Source: Computer Technology Review
“With ParaScale’s keyless encryption, a user’s authentication into the back-end system generates an encryption key on the fly to write to the user’s apportioned virtual file system (VFS). A similar process will allow users secure access to reading data.”
Source: SearchStorage
“The enhanced security measures also means that data on stolen discs or nodes can’t be accessed unless the thief has the dedication to make an exact copy of your storage cluster on their end, Norris says.”
Source: Computer Technology Review
From our standpoint, although ParaScale claims highly secure data encryption, no details are offered regarding how the keys are generated, or where, if at all, the encryption keys are stored within ParaScale’s system. It would be incorrect to assume encrypting one’s data is the end of the story when it comes to storing data securely. The biggest outstanding question, and where most people go wrong in their implementation, is in how keys are managed and secured. Without this information it is impossible to evaluate the security of ParaScale’s approach.
Since there doesn’t appear to be much information available to the public, we attempted to fill in some of the details we thought were missing from their release. Below we consider several possibilities that fit with scant amount of information available, and analyze the pros and cons for each approach.
The first possibility is that ParaScale is generating keys randomly. Since the process of generating encryption keys is random, decrypting the data requires recovering the same randomly generated key from some location. If ParaScale is taking this approach, the question is how and where are these keys being secured? Are they stored on other disks, other nodes? What process is able to recover these keys and what stops an attacker from mimicking that process?

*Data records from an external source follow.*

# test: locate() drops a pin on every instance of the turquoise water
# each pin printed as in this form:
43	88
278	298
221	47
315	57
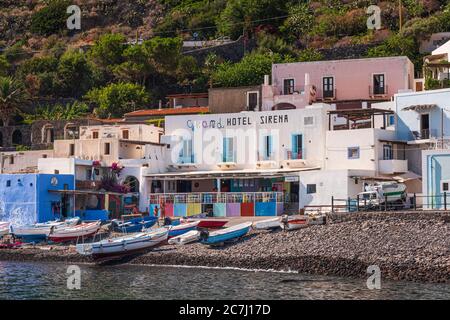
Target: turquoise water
20	280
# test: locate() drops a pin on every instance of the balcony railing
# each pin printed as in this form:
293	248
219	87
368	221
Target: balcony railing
424	134
378	92
295	155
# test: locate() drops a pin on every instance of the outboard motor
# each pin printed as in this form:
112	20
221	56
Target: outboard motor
167	221
204	234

One possible answer is that ParaScale’s system maintains an internal private key, perhaps for each “virtual file system” which is used to encrypt the random keys and then store those encrypted keys with the encrypted data. Should this be the case, where are the private keys being stored, and what would happen to the user’s data should there be data loss affecting the private key? If replication is used to protect the keys against loss, then each copy is another vector for attack.
A second possibility is that the keys are generated deterministically instead of randomly. The advantage of generating keys deterministically is that no keys need to be stored anywhere. The way this would work is that some set of information related to the write request is entered into a function to derive a key. Then when reading the data, the same information could be available to generate the same key and decrypt the data. For example, that information might consist of the “virtual file system id”, “the id of the node where the data is stored”, “the name of the data chunk being stored”, etc.

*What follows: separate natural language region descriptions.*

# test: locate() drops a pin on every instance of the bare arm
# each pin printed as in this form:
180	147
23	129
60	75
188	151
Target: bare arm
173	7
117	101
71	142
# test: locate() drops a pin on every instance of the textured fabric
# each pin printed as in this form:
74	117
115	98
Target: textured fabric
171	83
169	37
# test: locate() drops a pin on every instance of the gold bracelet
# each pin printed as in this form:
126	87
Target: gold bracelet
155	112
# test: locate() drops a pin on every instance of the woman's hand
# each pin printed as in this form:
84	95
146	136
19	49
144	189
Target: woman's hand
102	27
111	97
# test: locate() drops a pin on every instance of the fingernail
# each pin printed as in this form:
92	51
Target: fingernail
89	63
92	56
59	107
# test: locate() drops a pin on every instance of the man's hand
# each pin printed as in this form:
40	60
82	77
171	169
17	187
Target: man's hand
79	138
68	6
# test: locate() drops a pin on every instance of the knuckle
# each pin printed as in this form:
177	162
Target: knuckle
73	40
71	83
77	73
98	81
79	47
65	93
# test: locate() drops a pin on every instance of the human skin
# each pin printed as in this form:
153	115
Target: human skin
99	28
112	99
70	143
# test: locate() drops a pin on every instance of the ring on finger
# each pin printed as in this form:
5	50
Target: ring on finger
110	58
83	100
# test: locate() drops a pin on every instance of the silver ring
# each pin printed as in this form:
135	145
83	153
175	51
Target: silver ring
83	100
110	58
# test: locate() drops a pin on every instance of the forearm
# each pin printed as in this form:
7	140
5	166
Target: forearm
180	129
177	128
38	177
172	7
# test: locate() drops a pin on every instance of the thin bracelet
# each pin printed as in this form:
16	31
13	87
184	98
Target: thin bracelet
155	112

This seems to fit with the quote from Norris: “data on stolen discs or nodes can’t be accessed unless the thief has the dedication to make an exact copy of your storage cluster on their end”. If this is their approach, it would be a little easier than creating an exact copy of the storage cluster, instead the attacker just needs to be able to predict or sufficiently narrow down the set of parameters that go into the key derivation function. In our example, if the attacker can guess the node id, the vfs id, and the chunk name, they could trivially derive the key to decrypt the data. Predicting this meta-data information is likely to be much easier than attempting to guess a randomly generated key. Therefore, while much simpler than managing keys, the security of this approach suffers significantly.
Finally, there was the quote from SearchStorage that the user’s authentication into the system is what generated the key. The third possibility is that the user’s credentials are what are used to generate the encryption key. This is similar to the above approach, except instead of using information related to the write request to generate the key, something else, like the user’s password would be used to generate the encryption key. The limitation here is that user’s passwords are significantly easier to brute force than a 128-bit or 256-bit encryption key. The other downside is that you wouldn’t be able to change your password without first re-encrypting the data or keys which are protected by the old password.
It is impossible for us to evaluate the security of ParaScale’s approach without more knowledge of where the keys are stored within the system. However, this much would at least be clear: since the ParaScale system itself is generating, managing and using these keys, it seems there is likely one or more control nodes within their system which represent a single point of compromise in its system. While their encryption may protect against theft of disk or node, the remote compromise of an on-line node would yield keys or decrypted user data. For cloud environments, the most secure approach would be for the end-user, and only the end-user to be in charge of putting their data back together, rather than having the cloud storage provider decrypt data for them.
Cleversafe’s approach to key management
Our approach is not only clearly explained, but relies on well known and analyzed techniques for achieving data security. Moreover, it places control of assembling and decrypting data squarely in the hands of the end-user while still avoiding the need for key management.
When we completed our 2.0 announcement that included our SecureSlice™ technology, we discussed keyless encryption. With SecureSlice™ technology a service provider cannot go through a public cloud to access customer data or the encryption keys. Only the end-customers with credentials are in control of who can actually access their data. As such, the security of data comes down to the access control mechanism each customer puts in place.